Dalam literatur dan kaidah kebudayaan Jawa tidak ditemukan adanya pakem dalam kalimat doa serta tata cara baku menyembah Tuhan. Dalam budaya Jawa dipahami bahwa Tuhan Maha universal dan kekuasaan-Nya tiada terbatas.
Maka dalam falsafah kejawen, yang ada hanyalah wujud laku spiritual dalam tataran batiniahnya serta laku ritual dalam tataran lahiriahnya. Laku ritual merupakan simbolisasi dan kristalisasi dari laku spiritual. Adapun contoh dari laku ritual ini, di antaranya mantran.
Namun sayangnya, banyak kalangan yang tidak memahami asal usul dan makna tersebut, lantas begitu saja timbul suatu asumsi bahwa mantra sama halnya dengan doa. Asumsi dan persepsi ini salah besar. Lalu, bagaimanakah yang benar?

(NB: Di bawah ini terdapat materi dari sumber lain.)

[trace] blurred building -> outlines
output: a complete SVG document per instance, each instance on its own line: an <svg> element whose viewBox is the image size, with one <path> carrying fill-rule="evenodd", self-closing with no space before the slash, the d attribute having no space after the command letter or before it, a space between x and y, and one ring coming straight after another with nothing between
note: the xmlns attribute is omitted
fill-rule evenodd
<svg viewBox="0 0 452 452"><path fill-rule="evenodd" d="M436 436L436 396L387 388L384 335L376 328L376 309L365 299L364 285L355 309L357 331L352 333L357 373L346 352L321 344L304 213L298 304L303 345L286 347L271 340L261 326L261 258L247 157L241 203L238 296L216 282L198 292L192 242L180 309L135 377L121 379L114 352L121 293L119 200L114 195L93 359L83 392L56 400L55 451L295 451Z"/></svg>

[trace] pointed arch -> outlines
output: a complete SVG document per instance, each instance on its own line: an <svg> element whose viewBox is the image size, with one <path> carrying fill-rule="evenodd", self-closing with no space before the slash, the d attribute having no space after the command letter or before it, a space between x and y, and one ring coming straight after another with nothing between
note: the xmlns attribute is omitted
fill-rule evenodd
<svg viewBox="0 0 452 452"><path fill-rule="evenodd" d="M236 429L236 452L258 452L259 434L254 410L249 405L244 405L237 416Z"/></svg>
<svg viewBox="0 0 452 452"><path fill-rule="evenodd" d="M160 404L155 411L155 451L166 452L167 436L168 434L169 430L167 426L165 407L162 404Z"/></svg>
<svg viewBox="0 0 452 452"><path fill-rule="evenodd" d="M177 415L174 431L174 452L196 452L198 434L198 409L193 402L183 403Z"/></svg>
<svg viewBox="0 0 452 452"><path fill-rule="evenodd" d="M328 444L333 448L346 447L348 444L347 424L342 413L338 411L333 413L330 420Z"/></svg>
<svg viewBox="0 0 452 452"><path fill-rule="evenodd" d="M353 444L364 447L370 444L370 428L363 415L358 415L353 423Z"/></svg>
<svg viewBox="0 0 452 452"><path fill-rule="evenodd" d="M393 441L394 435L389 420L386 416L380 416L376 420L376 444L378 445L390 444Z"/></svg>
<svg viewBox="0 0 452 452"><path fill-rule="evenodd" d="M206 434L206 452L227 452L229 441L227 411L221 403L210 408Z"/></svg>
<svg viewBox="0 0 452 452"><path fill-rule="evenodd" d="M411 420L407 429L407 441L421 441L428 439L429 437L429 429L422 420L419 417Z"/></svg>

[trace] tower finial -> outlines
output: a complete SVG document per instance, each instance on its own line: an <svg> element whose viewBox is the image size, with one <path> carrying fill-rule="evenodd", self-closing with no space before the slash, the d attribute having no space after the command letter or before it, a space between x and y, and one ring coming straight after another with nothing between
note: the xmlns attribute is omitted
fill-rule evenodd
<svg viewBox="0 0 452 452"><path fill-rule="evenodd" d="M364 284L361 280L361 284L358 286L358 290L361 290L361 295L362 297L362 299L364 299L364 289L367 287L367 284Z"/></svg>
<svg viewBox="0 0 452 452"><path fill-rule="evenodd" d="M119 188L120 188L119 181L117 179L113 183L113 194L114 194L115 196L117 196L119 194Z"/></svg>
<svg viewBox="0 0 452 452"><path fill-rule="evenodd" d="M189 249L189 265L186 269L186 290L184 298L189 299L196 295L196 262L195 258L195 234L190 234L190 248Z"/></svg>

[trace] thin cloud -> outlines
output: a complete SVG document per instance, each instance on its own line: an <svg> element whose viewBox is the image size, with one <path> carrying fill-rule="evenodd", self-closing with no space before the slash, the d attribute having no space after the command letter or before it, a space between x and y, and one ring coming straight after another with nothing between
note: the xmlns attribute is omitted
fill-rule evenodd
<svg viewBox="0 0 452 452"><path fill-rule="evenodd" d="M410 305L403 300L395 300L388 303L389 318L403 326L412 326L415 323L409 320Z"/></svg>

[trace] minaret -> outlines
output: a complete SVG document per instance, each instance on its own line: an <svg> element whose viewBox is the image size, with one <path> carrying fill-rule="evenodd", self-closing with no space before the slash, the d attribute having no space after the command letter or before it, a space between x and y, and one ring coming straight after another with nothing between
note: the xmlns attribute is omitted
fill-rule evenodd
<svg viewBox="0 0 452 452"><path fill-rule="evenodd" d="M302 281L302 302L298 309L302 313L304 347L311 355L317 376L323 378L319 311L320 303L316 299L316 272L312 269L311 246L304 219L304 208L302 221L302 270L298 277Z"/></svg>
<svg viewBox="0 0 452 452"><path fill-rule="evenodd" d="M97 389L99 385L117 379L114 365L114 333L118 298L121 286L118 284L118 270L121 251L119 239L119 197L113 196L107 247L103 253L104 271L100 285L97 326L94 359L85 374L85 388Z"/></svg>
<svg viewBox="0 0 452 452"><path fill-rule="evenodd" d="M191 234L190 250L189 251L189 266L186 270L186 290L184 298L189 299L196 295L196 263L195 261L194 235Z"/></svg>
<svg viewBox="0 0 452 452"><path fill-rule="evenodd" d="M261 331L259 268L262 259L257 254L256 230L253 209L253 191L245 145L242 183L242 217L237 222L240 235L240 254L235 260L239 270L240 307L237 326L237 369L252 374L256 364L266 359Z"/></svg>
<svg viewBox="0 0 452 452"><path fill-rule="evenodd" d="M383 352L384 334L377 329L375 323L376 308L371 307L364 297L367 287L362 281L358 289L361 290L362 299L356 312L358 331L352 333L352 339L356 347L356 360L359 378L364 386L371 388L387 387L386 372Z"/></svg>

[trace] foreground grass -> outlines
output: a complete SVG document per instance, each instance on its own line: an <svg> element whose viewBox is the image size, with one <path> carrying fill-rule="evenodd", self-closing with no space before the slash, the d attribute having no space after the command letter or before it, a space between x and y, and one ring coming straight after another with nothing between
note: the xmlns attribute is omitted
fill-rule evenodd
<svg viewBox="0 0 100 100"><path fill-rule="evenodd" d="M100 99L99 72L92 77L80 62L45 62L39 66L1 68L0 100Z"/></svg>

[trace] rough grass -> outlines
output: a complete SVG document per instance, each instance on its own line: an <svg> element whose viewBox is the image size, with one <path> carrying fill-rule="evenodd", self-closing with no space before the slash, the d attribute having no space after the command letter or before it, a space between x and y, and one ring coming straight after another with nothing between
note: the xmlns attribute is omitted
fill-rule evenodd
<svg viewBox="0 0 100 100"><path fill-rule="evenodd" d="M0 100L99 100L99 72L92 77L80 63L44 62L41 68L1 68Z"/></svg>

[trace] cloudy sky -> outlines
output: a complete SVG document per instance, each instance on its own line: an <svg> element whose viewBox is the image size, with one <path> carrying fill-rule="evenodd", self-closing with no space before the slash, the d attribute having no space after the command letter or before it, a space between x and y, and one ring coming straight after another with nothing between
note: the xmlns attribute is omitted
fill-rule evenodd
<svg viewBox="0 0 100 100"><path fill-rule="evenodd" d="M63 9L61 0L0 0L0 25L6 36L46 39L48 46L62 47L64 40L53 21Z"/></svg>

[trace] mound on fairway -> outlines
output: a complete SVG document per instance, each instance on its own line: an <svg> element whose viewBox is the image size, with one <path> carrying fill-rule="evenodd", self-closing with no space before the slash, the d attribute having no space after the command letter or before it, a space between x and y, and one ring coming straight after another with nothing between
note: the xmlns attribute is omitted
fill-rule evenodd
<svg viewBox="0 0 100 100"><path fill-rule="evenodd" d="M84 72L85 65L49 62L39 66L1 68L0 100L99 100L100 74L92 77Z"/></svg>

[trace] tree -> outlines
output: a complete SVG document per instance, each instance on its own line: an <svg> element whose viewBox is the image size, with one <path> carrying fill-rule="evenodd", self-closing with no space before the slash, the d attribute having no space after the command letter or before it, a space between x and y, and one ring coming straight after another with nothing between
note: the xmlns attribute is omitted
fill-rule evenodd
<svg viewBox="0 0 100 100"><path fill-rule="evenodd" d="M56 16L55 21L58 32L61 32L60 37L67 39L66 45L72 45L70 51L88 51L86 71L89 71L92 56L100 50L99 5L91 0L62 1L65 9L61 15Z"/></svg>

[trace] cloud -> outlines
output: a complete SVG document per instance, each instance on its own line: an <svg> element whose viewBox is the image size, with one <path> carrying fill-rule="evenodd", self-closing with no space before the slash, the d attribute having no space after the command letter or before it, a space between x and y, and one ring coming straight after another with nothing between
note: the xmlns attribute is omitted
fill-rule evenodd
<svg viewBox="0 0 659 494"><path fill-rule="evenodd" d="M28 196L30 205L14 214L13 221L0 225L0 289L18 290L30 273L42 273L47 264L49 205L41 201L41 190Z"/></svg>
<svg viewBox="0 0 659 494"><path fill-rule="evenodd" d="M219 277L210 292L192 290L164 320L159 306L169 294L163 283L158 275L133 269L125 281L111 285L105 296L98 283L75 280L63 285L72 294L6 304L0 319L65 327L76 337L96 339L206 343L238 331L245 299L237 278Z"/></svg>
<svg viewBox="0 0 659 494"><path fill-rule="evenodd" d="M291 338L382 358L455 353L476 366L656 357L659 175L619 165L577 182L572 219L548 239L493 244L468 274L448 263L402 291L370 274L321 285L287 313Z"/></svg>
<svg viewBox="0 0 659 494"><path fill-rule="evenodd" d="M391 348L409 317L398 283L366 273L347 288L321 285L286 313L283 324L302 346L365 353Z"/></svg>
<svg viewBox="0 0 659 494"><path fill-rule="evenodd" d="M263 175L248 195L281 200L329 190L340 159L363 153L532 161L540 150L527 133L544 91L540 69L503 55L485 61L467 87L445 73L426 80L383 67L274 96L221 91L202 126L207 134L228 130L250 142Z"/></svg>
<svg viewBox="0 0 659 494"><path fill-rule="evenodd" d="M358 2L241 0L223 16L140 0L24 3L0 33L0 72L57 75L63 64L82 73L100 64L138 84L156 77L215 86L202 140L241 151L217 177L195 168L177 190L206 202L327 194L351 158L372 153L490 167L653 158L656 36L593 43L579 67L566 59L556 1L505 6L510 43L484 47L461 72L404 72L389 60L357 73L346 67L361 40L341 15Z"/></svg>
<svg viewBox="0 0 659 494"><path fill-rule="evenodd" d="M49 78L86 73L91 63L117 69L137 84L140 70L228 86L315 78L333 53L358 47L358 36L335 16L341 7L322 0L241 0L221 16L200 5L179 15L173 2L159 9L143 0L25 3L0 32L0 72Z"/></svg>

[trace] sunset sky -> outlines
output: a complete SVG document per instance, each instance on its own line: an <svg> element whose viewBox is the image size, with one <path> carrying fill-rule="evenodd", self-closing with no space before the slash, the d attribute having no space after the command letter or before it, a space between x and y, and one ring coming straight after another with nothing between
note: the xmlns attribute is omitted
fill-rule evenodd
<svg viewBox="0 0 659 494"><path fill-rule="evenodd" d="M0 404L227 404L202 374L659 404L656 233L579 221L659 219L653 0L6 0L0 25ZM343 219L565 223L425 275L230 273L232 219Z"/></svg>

Menurut definisi umum, mantra diambil dari kata dalam bahasa Sanskerta, yaitu “mantra” atau “manir”, yang merujuk pada kata-kata dalam kitab suci umat Hindu, Veda. Dalam masyarakat Melayu, mantra atau juga dikenal sebagai jampi, serapah, atau seru adalah sejenis pengucapan yang terdengar seperti puisi yang mengandung unsur sihir dan ditujukan untuk memenuhi keinginan penuturnya.
Sehingga, pengertian mantra antara lain merupakan ayat yang dibaca untuk melakukan sihir, yaitu melakukan sesuatu secara kebatinan, seperti menundukkan musuh, melemahkan musuh, atau memikat wanita.
Namun, pengertian ini berbeda dengan pengertian mantra dalam kejawen. Akibatnya dari pengertian ini, munculah kesalahan memaknai mantra secara simpang siur, di mana mantra dianggap sebagai hal yang selalu berhubungan dengan setan/makhluk halus dan bersifat negatif/hitam.
Perlu dipahami, mantra berbeda dengan sihir. Mantra juga tidak sama maknanya dengan doa. Doa merupakan permohonan kepada Tuhan. Sementara, mantra itu ibarat upaya untuk menarik picu senapan yang bernama daya hidup.
Mantra adalah teknologi kuno. Mantra bukanlah doa, namun merupakan sejenis senjata atau alat berwujud kata-kata atau kalimat sebagai teknologi spiritual tingkat tinggi hasil karya leluhur nusantara di masa silam.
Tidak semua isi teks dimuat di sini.